High Altitude or was that Attitude Riding?
We had reunions and rough riding along the Afghan border, as we encountered other travellers we'd previously met and tackled tracks that were steep and narrow and which were covered in sandy gravel. Our loose front indicator went flying off along one precipitous track, I had to retrace our route to find it.
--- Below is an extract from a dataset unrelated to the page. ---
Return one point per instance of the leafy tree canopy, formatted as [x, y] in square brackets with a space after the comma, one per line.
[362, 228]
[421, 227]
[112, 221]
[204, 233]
Not that indicators are any use out here as they are never used, but I know that in Kazakhstan and Russia, the police are very keen to pull foreign motorists over on the slightest pretext and a missing indicator will be a big bribe.
It is now safely re-attached with trusty gaffer tape to the rescue once more, one of my bodge job specials, the local Tajiki drivers have already re-done my rear indicator, they thought my twigs and tape repair was hysterical and highly ineffective (which I'm inclined to agree with them), so they have done a much better job.
Tape is also holding the windscreen on- I don't think there is much point in repairing the windscreen properly until we are on roads that make it seem unlikely we will drop the bike - so that might be in about another 10,000 miles.
We took the long loop round through Wakhan Valley - seems like it was nicer and more interesting than going straight across the Pamir Highway- which is all tarmac, though the tarmac was a lovely treat after the high and incredibly remote mountain pass out of the Wakhan Valley.
We were spotted some camels at 3800 metres, I didn't know camels lived at such heights - I think they are wild ones, they were on the Afghan side of the border. We also had a wildlife spotting of ... Siberian beavers (or according to Shaia, an Israeli backpacker we met) that's waht they are, they're golden coloured with long tails and live in holes in the ground, they moved too fast for us to get a photo or a clear look at them.
More soldiers playing silly games and they tried to hold us up on the Wakhan Valley - only two of them and my theory is that they're not going to waste their expensive bullets (if they've got any in the first place). So although they had stopped us and pointed a large gun at us I told them
"This is NOT a checkpoint, you get no documents"
and we rode on - I did advise Annie to duck down in the unlikely event that they might start shooting.
The only place to show documents is at the proper checkpoints where there are barriers across the road and there is a some sort of officer in charge, not the young conscripts that are out on foot patrol and answerable to no-one.
We bumped into my support van from the Kazakh desert halfway up a Pamir mountain - he had even remembered to bring hot chocolate as requested, we again went in opposite directions after a beer evening - Baltic 7 the beer of choice, though transporting 10 bottles of it three miles up a mountain side in my topbox probably wasn't such a good idea - lager-scented sleeping bag anyone?
Out of the valley and onto the plateau that forms the Pamir Highway - it reminds me of the Bolivian altiplano - a high altitude area, ringed by mountains and fairly flat for hundreds of miles. We had our first sight of yurts and also a yak, though to be honest it was just the severed head of one - it looked huge. They took it off to the kitchen before Annie managed to get a photo of it.